As a survey finds that two million passengers would do nothing if their driver used a hand-held phone while driving, the AA Charitable Trust has launched a new campaign to discourage texting while driving.

The AA Populus poll of 23,141 drivers asked: Which of the following would you do if you were a passenger and your driver used their hand-held mobile when driving? The responses were:

  • Ask them to stop using phone — 59 per cent
  • Offer to take the call — 50 per cent
  • Take the phone away — 12 per cent
  • Refuse to get in car with them again — 8 per cent
  • Report them to police — 1 per cent
  • Nothing, but would be annoyed — 5 per cent
  • Nothing, won’t bother me — 1 per cent

More than one in ten (13 per cent) young drivers (18-24 yrs) said they find it difficult to ignore a message or email alert on their phones whilst driving. Overall 6 per cent of drivers find this difficult.

While the Government intends to increase the penalties for using a mobile at the wheel to six penalty points and a £200 fine, the AA Trust believes changing behaviour is just as important.

Latest Government figures show a 35 per cent increase in fatalities on built-up roads. The report said that there had been 200 fatalities on roads with a maximum of 40 mph between April and June 2016, compared to 148 deaths for the same period in 2015.

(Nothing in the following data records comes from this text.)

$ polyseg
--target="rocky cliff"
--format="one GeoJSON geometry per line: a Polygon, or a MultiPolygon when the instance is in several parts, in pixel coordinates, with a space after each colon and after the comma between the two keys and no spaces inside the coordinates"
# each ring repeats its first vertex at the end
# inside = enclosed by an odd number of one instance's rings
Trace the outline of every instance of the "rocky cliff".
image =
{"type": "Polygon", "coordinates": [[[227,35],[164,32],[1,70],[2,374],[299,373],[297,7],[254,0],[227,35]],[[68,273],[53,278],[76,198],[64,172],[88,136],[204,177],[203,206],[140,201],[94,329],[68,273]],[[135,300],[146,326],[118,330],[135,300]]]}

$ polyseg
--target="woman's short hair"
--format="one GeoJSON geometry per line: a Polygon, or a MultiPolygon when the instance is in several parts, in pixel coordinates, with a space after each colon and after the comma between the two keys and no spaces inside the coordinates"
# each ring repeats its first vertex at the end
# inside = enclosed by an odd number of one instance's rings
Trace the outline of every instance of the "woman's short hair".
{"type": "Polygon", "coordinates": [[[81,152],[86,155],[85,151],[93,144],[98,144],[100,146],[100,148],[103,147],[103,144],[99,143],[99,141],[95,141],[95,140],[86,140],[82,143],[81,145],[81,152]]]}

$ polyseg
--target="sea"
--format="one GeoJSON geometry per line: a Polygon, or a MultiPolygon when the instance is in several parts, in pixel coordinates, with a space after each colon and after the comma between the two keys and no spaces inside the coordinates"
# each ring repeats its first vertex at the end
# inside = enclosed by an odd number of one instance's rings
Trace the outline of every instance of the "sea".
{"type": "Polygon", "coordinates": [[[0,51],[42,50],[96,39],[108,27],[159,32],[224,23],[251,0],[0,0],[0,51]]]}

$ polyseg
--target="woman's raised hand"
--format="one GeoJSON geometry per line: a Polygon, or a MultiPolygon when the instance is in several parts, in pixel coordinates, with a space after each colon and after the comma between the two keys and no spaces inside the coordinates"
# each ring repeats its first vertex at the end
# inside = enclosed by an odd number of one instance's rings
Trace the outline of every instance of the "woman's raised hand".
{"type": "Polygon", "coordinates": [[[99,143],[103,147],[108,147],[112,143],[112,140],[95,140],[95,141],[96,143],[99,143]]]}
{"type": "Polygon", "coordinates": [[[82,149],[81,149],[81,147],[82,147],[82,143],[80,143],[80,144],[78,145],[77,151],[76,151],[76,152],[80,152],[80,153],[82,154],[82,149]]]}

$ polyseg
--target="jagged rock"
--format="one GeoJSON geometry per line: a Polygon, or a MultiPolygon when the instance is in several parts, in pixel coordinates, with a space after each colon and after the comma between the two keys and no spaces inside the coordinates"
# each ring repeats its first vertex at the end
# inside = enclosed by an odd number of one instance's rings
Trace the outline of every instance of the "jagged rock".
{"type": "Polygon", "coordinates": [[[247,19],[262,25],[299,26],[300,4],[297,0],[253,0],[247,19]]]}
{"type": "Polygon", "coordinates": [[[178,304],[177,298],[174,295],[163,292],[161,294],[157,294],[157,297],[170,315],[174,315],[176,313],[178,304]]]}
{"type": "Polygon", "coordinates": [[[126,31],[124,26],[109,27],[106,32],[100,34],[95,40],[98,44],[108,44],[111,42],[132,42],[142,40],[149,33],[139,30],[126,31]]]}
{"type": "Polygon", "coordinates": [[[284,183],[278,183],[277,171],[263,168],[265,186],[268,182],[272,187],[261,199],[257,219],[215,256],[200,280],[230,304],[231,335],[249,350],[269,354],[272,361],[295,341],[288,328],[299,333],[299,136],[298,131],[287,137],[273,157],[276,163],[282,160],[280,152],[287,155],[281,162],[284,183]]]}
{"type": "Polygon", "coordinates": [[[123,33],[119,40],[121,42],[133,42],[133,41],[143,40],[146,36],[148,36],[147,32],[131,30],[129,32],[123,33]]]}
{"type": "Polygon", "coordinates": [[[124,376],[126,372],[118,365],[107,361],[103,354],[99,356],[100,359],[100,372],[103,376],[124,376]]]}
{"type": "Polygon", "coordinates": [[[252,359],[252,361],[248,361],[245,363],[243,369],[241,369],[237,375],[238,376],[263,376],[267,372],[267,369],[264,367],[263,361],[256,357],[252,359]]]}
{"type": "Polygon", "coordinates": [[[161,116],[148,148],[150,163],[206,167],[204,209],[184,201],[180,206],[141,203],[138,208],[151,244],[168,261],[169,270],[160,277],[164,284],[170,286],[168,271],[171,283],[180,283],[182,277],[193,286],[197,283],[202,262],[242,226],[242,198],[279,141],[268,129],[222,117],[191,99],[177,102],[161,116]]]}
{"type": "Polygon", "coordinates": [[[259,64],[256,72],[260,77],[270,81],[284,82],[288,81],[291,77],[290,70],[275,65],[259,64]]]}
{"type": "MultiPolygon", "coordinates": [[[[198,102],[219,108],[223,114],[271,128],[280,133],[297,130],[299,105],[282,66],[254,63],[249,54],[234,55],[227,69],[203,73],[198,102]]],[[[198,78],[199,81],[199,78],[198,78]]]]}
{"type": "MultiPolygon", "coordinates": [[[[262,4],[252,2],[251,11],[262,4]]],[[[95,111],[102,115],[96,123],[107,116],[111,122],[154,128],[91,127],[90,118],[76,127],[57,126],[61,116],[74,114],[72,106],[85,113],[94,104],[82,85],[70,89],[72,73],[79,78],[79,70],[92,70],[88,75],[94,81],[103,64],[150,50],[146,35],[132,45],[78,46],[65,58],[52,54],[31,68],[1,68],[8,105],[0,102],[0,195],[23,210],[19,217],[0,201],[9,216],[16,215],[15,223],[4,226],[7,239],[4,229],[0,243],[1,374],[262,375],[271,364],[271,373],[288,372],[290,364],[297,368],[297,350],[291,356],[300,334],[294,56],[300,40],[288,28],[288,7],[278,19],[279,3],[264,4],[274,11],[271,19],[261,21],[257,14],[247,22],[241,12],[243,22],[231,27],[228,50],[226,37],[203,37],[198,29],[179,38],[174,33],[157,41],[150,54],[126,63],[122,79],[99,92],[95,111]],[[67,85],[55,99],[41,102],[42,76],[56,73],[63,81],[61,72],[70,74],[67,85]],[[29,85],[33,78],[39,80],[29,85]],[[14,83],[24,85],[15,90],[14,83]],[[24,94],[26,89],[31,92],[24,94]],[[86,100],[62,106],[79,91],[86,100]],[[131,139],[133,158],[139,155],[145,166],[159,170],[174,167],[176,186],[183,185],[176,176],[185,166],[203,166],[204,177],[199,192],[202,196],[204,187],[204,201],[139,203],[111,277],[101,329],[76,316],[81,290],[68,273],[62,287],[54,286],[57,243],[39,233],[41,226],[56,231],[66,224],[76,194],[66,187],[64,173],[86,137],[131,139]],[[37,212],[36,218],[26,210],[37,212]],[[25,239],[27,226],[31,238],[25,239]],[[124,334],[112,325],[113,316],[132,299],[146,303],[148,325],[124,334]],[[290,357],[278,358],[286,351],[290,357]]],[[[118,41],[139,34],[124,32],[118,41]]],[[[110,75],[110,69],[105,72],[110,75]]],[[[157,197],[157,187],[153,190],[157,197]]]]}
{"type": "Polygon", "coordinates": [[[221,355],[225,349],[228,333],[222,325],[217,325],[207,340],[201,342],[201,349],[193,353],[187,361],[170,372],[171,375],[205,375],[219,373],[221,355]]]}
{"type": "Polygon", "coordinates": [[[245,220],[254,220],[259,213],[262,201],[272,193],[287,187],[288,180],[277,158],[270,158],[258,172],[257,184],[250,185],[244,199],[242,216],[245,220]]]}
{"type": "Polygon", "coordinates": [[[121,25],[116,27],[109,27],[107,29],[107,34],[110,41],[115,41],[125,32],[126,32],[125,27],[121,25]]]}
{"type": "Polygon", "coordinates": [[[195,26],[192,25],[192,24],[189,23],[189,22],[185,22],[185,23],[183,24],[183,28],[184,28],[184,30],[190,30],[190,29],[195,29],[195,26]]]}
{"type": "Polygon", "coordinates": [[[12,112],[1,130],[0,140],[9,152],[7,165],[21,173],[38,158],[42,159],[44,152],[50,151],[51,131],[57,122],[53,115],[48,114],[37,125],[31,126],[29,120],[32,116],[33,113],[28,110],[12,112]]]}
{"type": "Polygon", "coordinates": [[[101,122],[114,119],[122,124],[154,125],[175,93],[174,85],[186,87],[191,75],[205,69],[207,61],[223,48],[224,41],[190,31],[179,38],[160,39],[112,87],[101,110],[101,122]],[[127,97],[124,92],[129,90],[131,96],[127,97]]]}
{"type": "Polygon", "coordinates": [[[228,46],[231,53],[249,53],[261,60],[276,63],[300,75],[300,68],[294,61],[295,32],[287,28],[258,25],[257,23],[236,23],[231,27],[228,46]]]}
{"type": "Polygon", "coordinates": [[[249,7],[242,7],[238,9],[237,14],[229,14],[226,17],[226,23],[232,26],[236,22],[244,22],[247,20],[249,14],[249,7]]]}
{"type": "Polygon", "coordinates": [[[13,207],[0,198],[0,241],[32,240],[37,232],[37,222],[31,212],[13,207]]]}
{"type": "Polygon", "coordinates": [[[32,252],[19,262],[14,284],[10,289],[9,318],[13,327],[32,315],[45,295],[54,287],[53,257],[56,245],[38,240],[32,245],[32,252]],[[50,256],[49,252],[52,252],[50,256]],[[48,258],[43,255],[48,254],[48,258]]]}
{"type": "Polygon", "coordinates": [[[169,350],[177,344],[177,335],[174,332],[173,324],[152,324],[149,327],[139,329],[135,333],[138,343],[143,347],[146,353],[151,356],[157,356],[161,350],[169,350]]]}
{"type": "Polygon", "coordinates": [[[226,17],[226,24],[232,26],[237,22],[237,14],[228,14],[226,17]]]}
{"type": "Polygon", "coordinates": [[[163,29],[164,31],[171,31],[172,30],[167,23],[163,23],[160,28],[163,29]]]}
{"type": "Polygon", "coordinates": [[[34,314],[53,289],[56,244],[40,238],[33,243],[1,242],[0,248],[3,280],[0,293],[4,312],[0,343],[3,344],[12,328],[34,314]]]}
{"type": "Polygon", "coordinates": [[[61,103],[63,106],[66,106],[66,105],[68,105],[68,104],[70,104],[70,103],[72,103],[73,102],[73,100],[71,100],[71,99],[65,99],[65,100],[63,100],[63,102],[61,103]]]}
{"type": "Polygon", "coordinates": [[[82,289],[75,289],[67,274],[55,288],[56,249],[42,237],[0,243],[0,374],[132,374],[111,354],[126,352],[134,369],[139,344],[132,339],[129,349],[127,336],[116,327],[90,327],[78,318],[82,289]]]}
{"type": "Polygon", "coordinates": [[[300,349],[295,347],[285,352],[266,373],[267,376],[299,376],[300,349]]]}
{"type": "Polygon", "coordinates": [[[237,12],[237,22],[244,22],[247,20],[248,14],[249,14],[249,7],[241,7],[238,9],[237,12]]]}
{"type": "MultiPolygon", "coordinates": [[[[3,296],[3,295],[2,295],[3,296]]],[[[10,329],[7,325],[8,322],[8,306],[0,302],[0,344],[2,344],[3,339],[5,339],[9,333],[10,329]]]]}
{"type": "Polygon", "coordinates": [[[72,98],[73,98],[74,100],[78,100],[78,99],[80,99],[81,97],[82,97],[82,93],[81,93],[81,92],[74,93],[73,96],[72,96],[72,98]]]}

A total of 24,620 people were killed or seriously injured in the year ending June 2016, up 3 per cent compared to the previous year. For the same period, deaths of car occupants rose by 9 per cent and pedestrians by 3 per cent.

Edmund King OBE, AA Trust director said: “The hike in fatalities on built-up roads by more than a third, is staggering and may be due to driver inattention from excessive use of mobile phones at the wheel.”

In order to stop these avoidable deaths, the AA Trust is embarking on a yearlong campaign to change behaviour. The campaign kicks off with the launch of a new film, “Cadence”.

A young film-maker became so uncomfortable by her peers’ driving and use of mobiles at the wheel that she has produced a film with a safety twist, thanks to funding from the AA Charitable Trust.

Emmeline Kellie, who wrote, starred in and produced the film was compelled to do so after becoming such a nervous car passenger with many of her friends because they were always using their mobile phones behind the wheel.

Emmeline, who graduated from the University of Derby in Media Production, said: “I saw a road safety presentation when I was at school and it really struck a chord with me.

“Roads make me nervous so I delayed driving for quite a while because I was too scared to take my life into my own hands, but as my friends started using their phones more and more at the wheel, it became clear that I would be safer driving myself.

“People just don’t realise it only takes one moment to glance at a text and it can all go wrong behind the wheel; and that it only needs to go wrong once.”

The film also features young London based musician Luke Pickett. “Cadence” features two of his songs and he also wrote the score for the film.

Luke said: “I was keen to work on the Cadence project as it is an unconventional approach to road safety and hopefully will help to save lives.”